Hello everyone.  I am in need of a licensed, certified commercial kitchen to rent out of hourly.  I am starting up my baking business but don't have to means to rent  20 + hours a month.  I am looking for something that i can rent  out on a as needed basis,until I build my customer base, then i can afford to rent additional hours.  I am currently looking to rent 6-8 hours per month. Just enough to let me fill orders and possibly start selling at local farmers markets. Once my orders pick up i would be able to afford to rent more hours.  I am looking or a reasonable rate in or near Northridge CA.  I know it is a far fetched request but hoping someone can let me know if this would be at all possible.  Thanks.


----------



## petemccracken (Sep 18, 2008)

You ARE aware that Gov. Brown signed the Cottage Industry bill that allows home production of baked goods, right?

The bill is AB 1616 and takes effect January 1, 2013


----------



## petbiz (Oct 5, 2012)

This is fantastic! Thanks!! I recently posted a thread asking for same information.
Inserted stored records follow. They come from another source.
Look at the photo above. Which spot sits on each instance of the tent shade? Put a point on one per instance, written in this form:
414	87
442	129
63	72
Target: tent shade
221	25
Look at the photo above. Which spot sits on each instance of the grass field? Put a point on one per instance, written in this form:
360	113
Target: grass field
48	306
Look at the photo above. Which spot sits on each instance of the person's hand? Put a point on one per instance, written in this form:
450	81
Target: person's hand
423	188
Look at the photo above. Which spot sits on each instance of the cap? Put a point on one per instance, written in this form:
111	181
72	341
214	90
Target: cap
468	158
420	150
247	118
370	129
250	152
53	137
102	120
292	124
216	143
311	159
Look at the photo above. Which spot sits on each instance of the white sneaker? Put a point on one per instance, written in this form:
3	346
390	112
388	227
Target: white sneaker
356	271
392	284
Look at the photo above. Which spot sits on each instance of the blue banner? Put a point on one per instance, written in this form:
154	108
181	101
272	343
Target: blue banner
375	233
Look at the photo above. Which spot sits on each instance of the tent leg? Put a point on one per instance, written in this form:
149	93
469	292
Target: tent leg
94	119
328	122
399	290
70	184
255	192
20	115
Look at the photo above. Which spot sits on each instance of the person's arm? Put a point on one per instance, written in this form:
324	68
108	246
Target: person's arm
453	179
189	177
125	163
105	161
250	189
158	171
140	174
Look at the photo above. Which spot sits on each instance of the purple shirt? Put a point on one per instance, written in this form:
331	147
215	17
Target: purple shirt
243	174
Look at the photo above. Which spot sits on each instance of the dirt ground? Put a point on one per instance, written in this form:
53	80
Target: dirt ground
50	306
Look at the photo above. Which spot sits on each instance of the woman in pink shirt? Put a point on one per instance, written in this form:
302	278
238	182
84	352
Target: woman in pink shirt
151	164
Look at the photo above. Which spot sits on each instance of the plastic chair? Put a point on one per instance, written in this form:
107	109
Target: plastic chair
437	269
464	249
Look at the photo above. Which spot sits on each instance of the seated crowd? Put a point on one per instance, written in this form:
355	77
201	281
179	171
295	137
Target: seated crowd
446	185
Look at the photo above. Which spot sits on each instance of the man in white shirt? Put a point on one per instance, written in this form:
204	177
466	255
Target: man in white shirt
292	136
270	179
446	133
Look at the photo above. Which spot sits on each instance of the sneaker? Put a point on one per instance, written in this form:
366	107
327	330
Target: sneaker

Read more about it, http://www.theselc.org/cottage-food-lawscottage-food-law-bill-language.

I wonder if it applies to baked dog treats? Hope so! Going to contact SELC.


----------



## osito (May 3, 2013)

Hi,

I'm new to this site.  Did you have any success with your efforts to rent a commercial kitchen on an hourly basis in Northridge?  I'm on the same hunt.

I've already reached out to Chef's Center.  They're in Pasadena.  I'm hoping to find something closer to my home in the valley.


----------